En el presupuesto ruso se contempla la construcción de siete nuevos estadios (incluido uno en San Petersburgo que costó alrededor de $1.700 millones) y la renovación de otros cinco recintos. Y eso sin contar los gastos adicionales para instalaciones de entrenamiento, alojamiento, ampliación de infraestructura y seguridad.
Cheque en blanco
Chicago, que ya fue anfitriona de la ceremonia de inauguración y el primer partido de la Copa Mundial de 1994, ha adoptado ahora una postura bastante diferente. Matt McGrath, vocero de Emanuel, acaba de declarar que "la FIFA no pudo dar un nivel básico de certidumbre acerca de algunas importantes interrogantes que ponen en riesgo a nuestra ciudad y a nuestros contribuyentes".
Señala que "la FIFA pedía algo parecido a un cheque en blanco", que incluía “la capacidad abierta de modificar el acuerdo… en cualquier momento y su exclusivo criterio”.
Más aún, la Federación Internacional de Fútbol Asociado ha requerido que el Soldier Field —sede del equipo de fútbol Chicago Bears— no se utilice durante dos meses antes del torneo.
La oficina de Emanuel concluyó que, a fin de cuentas, "la incertidumbre para los contribuyentes, junto con la inflexibilidad y poca disposición a negociar de la FIFA, eran indicadores claros de que seguir apostando a este evento no convenía a los mejores intereses de Chicago".

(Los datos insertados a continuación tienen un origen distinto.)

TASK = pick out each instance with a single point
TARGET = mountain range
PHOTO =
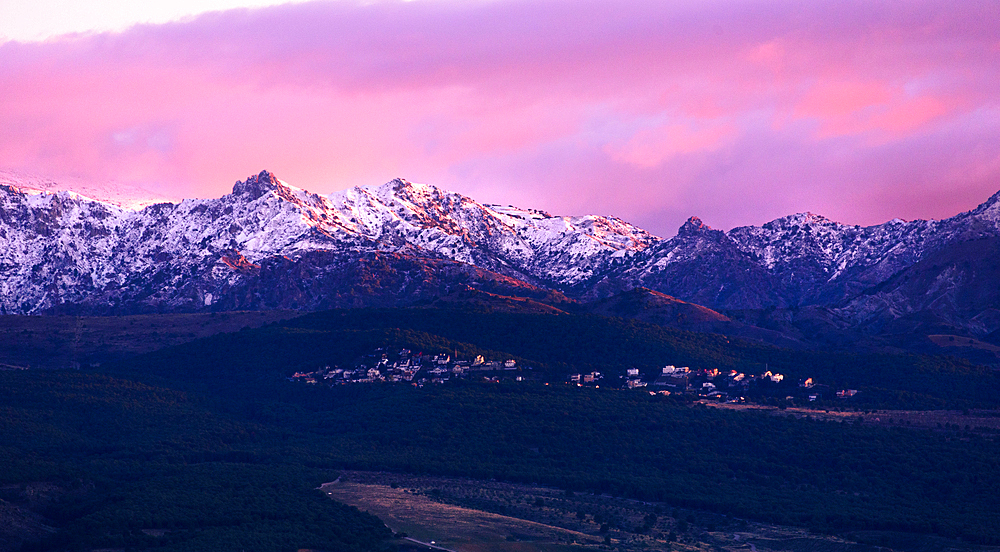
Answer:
(800, 279)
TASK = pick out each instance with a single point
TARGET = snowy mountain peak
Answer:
(693, 226)
(258, 185)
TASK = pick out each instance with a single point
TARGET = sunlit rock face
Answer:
(270, 245)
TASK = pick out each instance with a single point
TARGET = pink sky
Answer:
(737, 112)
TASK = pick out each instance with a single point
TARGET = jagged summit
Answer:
(693, 226)
(258, 185)
(66, 249)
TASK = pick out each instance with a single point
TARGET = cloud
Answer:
(650, 110)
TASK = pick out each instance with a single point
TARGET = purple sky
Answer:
(737, 112)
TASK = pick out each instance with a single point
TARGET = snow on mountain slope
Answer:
(526, 243)
(63, 248)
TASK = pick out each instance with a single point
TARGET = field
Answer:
(460, 515)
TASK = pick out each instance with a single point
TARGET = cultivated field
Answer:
(464, 515)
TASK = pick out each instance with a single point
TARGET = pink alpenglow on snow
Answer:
(651, 111)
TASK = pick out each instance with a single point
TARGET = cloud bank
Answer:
(653, 111)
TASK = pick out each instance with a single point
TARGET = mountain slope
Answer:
(271, 245)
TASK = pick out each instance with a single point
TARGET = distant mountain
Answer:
(271, 245)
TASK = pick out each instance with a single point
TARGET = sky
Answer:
(738, 112)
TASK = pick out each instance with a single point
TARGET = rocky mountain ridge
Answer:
(270, 245)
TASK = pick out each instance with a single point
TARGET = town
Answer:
(420, 369)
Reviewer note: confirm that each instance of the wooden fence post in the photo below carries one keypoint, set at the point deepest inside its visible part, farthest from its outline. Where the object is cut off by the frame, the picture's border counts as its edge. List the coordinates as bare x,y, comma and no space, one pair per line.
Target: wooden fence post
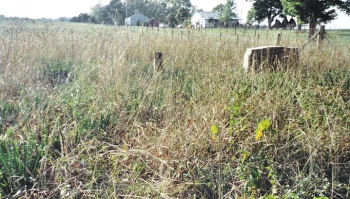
158,61
278,39
321,36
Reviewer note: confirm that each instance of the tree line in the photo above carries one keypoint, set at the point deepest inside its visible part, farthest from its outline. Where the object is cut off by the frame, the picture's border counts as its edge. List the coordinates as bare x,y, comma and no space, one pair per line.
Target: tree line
173,12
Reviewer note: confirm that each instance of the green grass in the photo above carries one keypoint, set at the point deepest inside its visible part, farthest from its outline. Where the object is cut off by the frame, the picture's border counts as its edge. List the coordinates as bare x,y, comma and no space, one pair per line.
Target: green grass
83,114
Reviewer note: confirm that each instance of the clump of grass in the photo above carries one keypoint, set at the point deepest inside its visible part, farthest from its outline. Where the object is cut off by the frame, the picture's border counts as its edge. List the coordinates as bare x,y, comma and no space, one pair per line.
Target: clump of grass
90,117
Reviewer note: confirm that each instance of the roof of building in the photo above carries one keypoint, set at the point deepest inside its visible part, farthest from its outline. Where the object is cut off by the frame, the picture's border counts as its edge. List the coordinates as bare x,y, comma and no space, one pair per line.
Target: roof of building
211,15
208,15
137,15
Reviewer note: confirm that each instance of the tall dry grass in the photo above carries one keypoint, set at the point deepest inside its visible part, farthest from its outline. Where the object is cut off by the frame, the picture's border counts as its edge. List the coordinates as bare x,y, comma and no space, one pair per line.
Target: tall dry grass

Además de celebrar entre dos y seis partidos (potencialmente en el curso de varias semanas), se espera de las ciudades anfitrionas de la Copa Mundial hagan una Fan Fest (celebraciones para fans), proporcionen instalaciones de entrenamiento para los equipos y ofrezcan amplias exenciones tributarias para una gama de actividades.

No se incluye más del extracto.